Dennis Shiao says the NFL has a few things to teach us about virtual events. He shares what he’s learned here.
News flash: The National Football League (NFL) is an event planning organization. And they happen to be among the best in the universe. The NFL runs a year-long series of events, from mini-events, to large scale events to mega events (e.g. The Super Bowl).
Recently, the release of the NFL’s 2012 schedule coincided with 3-hour, prime time specials on both ESPN and NFL Network. Wow. Unlike any other major sport, the NFL is top of mind (in their fans’ minds) 365 days a year, 24×7.
While I’m not suggesting that your virtual event become a year-round, round-the-clock sort of thing, I do think the NFL can teach you some things. Instead of your annual virtual event being a “one and done” experience, steal some ideas from the NFL to extend your event’s livelihood. Let’s take a further look.
While the NFL is the arbiter of its brand, it relies on an ecosystem of partners to extend and reinforce that brand. The ecosystem includes:
- Individual teams
- Broadcast partners
- The Press
- Related content providers
- Merchandise retailers
The point here is that the NFL can’t do it alone. Where would it be without CBS, FOX and ESPN? Similarly, consider your virtual event. Your ecosystem includes:
- Exhibitors and sponsors
- Speakers and presenters
- Content providers
- Service providers
Be sure to fully leverage your own ecosystem in areas like monetization, audience generation, buzz building and media coverage.
The NFL, over the past several years, concluded that it needed to beef up its owned media, to complement its ecosystem. Have you visited NFL.com recently? It has as much original content as its ecosystem partners (e.g. ESPN.com, SI.com, SportingNews.com, etc.), written by a growing team of writers.
And of course, there’s NFL Network, which launched in 2003 and is carried on cable and satellite TV systems. With its talented team of analysts, I often find myself tuning in to NFL Network before and after games, when I’d formerly watch ESPN.
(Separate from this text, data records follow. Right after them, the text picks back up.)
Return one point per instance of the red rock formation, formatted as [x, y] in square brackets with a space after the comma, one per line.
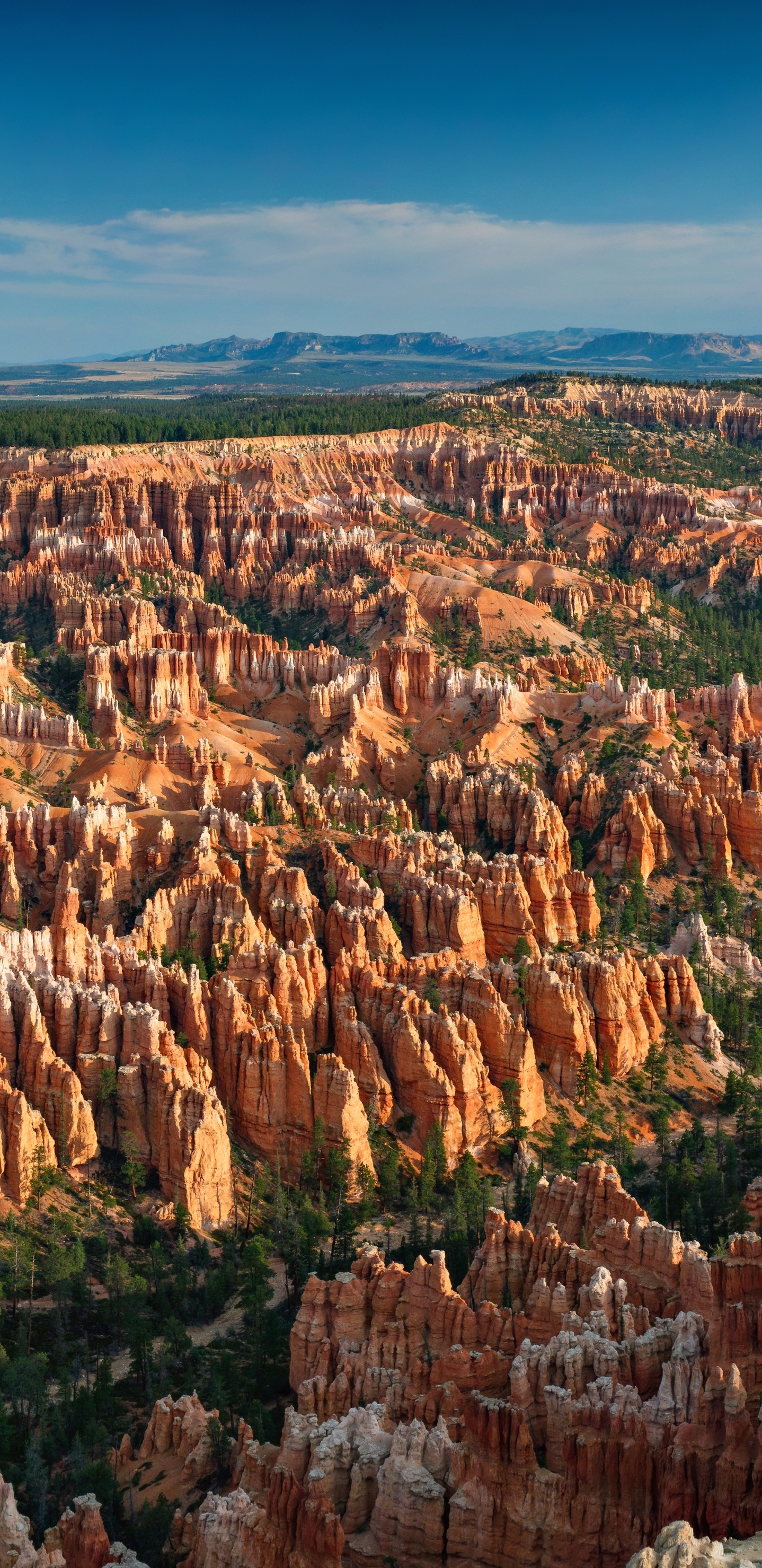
[82, 1534]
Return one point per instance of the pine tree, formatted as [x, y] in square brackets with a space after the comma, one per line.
[587, 1079]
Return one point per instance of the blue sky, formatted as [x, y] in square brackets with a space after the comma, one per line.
[174, 171]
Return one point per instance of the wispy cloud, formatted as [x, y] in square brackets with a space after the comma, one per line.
[159, 277]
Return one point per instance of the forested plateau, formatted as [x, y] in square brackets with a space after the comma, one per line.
[382, 981]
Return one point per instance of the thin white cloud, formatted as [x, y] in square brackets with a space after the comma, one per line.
[352, 267]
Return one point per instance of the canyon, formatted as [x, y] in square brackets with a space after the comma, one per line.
[330, 825]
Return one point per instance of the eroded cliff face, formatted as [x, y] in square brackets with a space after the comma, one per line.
[591, 1380]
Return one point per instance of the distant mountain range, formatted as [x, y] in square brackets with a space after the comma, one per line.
[571, 347]
[297, 363]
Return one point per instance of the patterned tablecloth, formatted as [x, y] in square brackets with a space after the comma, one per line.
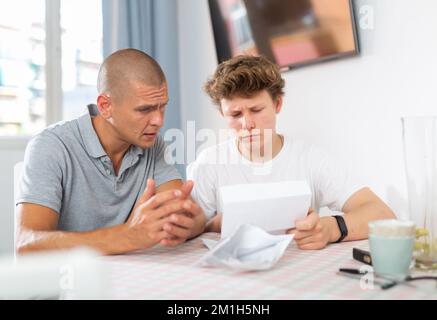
[169, 273]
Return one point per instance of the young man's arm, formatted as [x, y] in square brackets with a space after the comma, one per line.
[363, 206]
[188, 223]
[37, 226]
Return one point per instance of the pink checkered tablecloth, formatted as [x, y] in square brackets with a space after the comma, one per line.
[169, 273]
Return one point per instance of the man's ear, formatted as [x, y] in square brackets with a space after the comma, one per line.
[104, 106]
[279, 102]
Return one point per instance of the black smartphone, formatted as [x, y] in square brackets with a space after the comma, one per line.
[362, 256]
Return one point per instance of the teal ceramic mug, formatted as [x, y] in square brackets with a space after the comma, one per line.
[391, 246]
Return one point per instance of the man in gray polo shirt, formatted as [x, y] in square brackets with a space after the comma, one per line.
[101, 180]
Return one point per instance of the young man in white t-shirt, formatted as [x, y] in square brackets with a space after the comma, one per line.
[249, 93]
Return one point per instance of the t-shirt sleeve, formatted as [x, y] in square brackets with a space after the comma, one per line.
[204, 189]
[164, 171]
[41, 179]
[334, 184]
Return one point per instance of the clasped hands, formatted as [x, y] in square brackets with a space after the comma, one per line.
[168, 217]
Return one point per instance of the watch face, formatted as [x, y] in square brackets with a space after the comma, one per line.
[342, 227]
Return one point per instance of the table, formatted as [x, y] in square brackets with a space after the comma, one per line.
[169, 273]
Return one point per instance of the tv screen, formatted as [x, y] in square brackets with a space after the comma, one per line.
[288, 32]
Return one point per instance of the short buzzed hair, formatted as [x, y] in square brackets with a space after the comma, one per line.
[245, 76]
[125, 67]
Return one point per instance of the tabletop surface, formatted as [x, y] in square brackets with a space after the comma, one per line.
[170, 273]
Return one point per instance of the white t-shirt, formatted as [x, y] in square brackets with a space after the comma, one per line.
[223, 165]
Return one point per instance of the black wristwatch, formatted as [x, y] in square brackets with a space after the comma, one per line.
[342, 227]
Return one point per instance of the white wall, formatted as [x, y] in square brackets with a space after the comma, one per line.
[11, 152]
[351, 107]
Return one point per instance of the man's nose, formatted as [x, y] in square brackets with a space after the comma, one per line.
[157, 118]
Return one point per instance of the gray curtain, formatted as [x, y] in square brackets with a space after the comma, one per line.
[150, 26]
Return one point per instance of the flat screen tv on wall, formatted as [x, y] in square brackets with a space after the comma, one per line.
[291, 33]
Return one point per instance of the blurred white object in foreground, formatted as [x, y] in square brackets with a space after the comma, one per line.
[73, 274]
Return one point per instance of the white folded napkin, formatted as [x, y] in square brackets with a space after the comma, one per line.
[248, 248]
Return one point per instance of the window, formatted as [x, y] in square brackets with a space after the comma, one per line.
[27, 38]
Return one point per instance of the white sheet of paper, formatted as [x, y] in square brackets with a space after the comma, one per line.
[249, 248]
[270, 206]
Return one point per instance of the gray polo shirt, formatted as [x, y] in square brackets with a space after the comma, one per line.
[66, 169]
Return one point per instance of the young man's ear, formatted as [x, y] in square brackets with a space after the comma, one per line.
[104, 106]
[278, 106]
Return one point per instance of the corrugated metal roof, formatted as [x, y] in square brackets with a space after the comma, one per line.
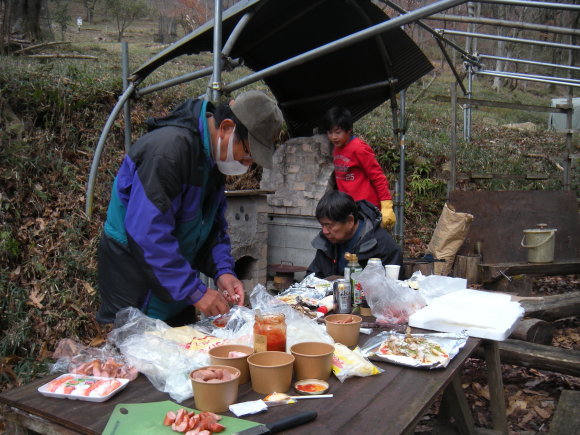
[282, 29]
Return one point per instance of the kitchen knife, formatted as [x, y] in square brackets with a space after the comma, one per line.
[280, 425]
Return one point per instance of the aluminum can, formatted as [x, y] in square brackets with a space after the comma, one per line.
[342, 299]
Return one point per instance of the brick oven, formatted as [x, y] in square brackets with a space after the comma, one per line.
[247, 217]
[276, 224]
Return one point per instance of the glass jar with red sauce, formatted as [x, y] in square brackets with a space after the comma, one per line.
[270, 332]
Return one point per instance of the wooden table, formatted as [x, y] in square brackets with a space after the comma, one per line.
[392, 402]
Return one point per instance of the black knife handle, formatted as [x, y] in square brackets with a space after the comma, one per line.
[290, 422]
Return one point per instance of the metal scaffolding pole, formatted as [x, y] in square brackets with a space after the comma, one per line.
[526, 77]
[215, 86]
[97, 157]
[505, 23]
[127, 108]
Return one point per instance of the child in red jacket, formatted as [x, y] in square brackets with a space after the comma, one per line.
[356, 169]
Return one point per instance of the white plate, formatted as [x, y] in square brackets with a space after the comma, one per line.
[76, 386]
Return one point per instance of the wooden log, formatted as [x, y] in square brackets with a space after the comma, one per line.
[538, 356]
[467, 266]
[534, 331]
[552, 307]
[566, 417]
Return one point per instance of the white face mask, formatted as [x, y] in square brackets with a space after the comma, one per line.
[229, 166]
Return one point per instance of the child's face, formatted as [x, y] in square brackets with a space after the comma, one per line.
[338, 136]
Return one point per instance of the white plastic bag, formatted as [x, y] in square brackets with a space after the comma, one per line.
[165, 363]
[389, 301]
[299, 328]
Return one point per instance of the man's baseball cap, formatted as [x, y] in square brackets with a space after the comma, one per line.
[263, 119]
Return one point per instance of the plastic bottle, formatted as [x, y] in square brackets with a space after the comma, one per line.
[325, 305]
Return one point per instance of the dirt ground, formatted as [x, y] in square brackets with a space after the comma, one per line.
[531, 395]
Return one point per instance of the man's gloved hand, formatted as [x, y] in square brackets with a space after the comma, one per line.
[389, 218]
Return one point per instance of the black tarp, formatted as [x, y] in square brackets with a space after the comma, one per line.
[282, 29]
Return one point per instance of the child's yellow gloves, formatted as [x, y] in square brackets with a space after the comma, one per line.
[389, 219]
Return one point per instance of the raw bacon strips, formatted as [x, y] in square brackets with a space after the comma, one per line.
[78, 387]
[190, 423]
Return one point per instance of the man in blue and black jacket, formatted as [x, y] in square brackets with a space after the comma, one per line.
[166, 218]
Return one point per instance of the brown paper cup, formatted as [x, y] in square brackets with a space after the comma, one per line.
[344, 333]
[313, 360]
[271, 372]
[219, 356]
[215, 396]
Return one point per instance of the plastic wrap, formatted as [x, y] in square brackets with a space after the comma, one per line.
[347, 363]
[450, 344]
[389, 302]
[165, 362]
[433, 286]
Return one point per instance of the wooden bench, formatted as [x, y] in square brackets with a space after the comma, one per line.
[566, 419]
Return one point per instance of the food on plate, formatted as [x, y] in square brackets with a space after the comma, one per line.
[190, 423]
[347, 363]
[221, 321]
[349, 319]
[204, 343]
[212, 375]
[102, 387]
[55, 384]
[108, 368]
[415, 347]
[237, 354]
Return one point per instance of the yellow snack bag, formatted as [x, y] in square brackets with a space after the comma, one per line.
[347, 363]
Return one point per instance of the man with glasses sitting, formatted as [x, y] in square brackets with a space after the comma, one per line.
[349, 226]
[166, 217]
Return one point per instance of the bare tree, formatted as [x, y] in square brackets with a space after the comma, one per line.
[90, 6]
[24, 18]
[125, 12]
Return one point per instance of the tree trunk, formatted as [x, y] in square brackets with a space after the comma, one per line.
[538, 356]
[553, 307]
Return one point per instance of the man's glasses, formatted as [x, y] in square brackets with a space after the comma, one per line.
[328, 226]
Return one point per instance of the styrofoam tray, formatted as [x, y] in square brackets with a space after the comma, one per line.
[477, 313]
[80, 387]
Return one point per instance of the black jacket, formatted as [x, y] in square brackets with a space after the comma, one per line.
[374, 242]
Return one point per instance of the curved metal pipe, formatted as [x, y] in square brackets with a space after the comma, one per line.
[100, 145]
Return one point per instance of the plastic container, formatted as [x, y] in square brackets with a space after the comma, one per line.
[271, 372]
[540, 243]
[344, 333]
[313, 360]
[215, 396]
[392, 271]
[219, 355]
[270, 332]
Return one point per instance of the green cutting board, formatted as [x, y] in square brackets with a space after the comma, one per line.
[147, 418]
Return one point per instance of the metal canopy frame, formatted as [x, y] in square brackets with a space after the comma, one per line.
[473, 62]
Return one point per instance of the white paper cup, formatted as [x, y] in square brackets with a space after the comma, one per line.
[392, 271]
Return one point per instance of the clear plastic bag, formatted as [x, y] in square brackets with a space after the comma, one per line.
[389, 301]
[299, 328]
[104, 361]
[347, 363]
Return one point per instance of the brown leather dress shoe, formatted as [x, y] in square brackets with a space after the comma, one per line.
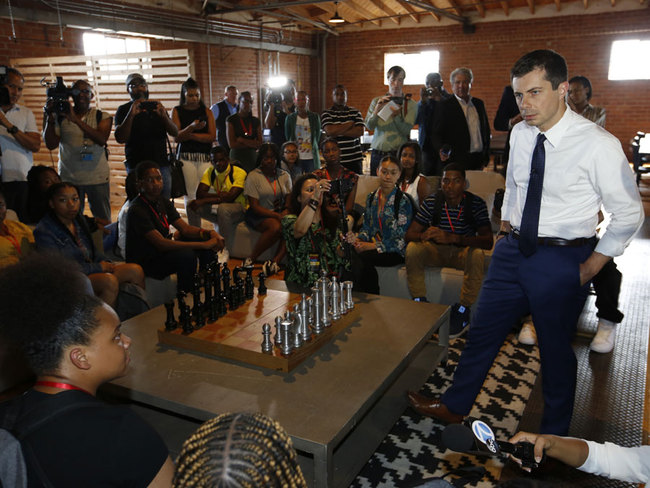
[432, 407]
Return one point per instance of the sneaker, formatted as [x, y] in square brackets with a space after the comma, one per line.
[223, 256]
[458, 321]
[528, 335]
[603, 341]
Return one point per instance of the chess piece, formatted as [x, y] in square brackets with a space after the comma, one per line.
[267, 345]
[342, 302]
[305, 331]
[336, 302]
[186, 323]
[317, 322]
[249, 287]
[170, 323]
[348, 295]
[261, 289]
[278, 331]
[285, 330]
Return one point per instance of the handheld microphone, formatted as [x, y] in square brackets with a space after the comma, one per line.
[476, 437]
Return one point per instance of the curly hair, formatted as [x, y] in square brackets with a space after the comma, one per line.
[238, 450]
[45, 308]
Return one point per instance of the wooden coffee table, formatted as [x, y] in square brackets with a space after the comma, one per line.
[337, 405]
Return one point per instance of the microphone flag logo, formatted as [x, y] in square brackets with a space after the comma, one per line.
[483, 433]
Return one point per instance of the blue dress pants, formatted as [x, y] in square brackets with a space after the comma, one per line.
[547, 285]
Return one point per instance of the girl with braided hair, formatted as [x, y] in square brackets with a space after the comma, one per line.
[238, 450]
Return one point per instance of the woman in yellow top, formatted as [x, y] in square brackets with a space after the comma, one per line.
[16, 239]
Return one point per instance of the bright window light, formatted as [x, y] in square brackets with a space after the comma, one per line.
[100, 45]
[277, 81]
[416, 65]
[630, 60]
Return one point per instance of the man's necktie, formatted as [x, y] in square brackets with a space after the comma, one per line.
[530, 216]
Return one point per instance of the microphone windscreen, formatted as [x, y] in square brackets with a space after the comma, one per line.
[458, 438]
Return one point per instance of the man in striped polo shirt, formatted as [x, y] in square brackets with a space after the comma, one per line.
[451, 228]
[345, 124]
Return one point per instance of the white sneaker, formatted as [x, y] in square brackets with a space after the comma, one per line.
[223, 256]
[604, 339]
[528, 336]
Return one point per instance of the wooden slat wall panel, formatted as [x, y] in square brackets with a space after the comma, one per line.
[165, 72]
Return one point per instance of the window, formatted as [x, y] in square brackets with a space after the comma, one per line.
[101, 45]
[630, 60]
[416, 65]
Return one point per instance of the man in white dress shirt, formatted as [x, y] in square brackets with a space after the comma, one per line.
[583, 166]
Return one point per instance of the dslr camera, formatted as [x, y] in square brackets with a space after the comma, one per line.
[59, 94]
[5, 99]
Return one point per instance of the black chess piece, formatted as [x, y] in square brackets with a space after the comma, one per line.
[249, 287]
[186, 323]
[170, 323]
[261, 289]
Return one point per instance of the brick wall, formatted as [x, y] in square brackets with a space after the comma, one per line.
[356, 59]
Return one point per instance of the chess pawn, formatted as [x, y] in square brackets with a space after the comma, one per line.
[342, 302]
[261, 289]
[267, 345]
[336, 312]
[348, 295]
[170, 323]
[285, 330]
[317, 322]
[278, 331]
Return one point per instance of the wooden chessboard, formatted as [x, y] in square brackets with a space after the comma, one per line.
[238, 334]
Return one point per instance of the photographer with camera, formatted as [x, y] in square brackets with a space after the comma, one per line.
[391, 117]
[279, 104]
[19, 138]
[81, 133]
[142, 126]
[431, 93]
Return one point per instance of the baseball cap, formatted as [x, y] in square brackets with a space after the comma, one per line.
[134, 77]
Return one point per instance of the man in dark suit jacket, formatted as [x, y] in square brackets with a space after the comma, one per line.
[461, 122]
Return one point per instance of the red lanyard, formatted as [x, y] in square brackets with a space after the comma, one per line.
[63, 386]
[250, 127]
[449, 219]
[273, 185]
[14, 241]
[161, 218]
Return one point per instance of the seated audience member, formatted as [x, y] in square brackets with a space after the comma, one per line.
[239, 450]
[65, 230]
[311, 233]
[73, 343]
[609, 460]
[16, 239]
[289, 161]
[452, 228]
[39, 179]
[196, 132]
[244, 133]
[334, 170]
[222, 186]
[267, 189]
[149, 240]
[380, 241]
[411, 181]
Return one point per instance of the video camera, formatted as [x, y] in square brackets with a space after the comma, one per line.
[59, 94]
[5, 99]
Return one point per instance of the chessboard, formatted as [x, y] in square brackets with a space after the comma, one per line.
[238, 334]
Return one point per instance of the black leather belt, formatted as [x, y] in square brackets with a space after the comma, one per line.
[556, 241]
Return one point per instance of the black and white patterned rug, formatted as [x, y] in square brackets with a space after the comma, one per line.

As a virtual event planner, you need to consider owned media, too. This could take the form of an event web site, a related blog and social media channels. If you run an annual, mid/large scale virtual event, realize that you’re now in the publishing business. Devise an Editorial calendar and start banging out content. Start by linking to and commenting on existing articles, then consider developing content of your own.
Generate Online Chatter
Is there any other sports league where the release of the season schedule is an event in and of itself? That’s the genius of the NFL. For an organization where most of the action takes place on the field, the NFL finds ways to create action (and generate related commentary and discussion) off the field.
The release of the 2012 schedule is an example of using its ecosystem (e.g. ESPN) and its owned media (e.g. NFL Network) to create an event (“2012 Schedule Prime Time Special!”). The prime time specials were the “main event” and it generated a wealth of discussion and commentary online, in the form of social networks, blogs and web coverage.
Think of similar ways to create news about your event that results in online chatter.
Select and Announce Speakers
Speaking of which, how about generating buzz around the selection of speakers for your virtual event? Madden NFL (from EA Sports), a key partner in the NFL’s ecosystem, runs an online tournament to select the player to appear on the game’s cover.
This not only puts the power in the hands of its fans, but generates buzz and chatter about the upcoming season’s game. Why not do the same for your virtual event? Allow your attendees to vote for the speakers they’d like to see and build some buzz at the same time. You could generate additional registrations, while creating a loyal attendee base at the same time (which will help your attendance rate).
Create an Off-Season Schedule
If your virtual event makes up your season, consider how you engage with your audience during the remaining 11+ months of the year. The NFL loves to generate online chatter, but it also knows that it needs to connect directly with fans via off-season events. Consider the following “mini events,” which occur after The Super Bowl:
- NFL Combine
- NFL Draft
- Training Camp
- Pre-season Games
Fans are invited to attend each of these events and all build up quite nicely to opening day. Like I said, with the NFL, it’s a year-round schedule that doesn’t have an end. Consider ways in which your virtual event can be complemented with off-season events. Speaking of which..
Re-broadcast (i.e. re-purpose) key content
Ever notice how NFL Network re-broadcasts a selected game from the prior week’s action? They don’t re-broadcast the entire game, mind you. They edit out the “between play” action, where players stand up, walk back to the huddle, etc. If you missed the game, this makes it quite convenient to view the action you missed.
In virtual events, you can provide access to all sessions for on-demand viewing, but why not take it a step further? Create abridged versions of the sessions (e.g. the top 10 slides from the presentation), then schedule a mini event during which the presenters appear (online) to engage with the audience.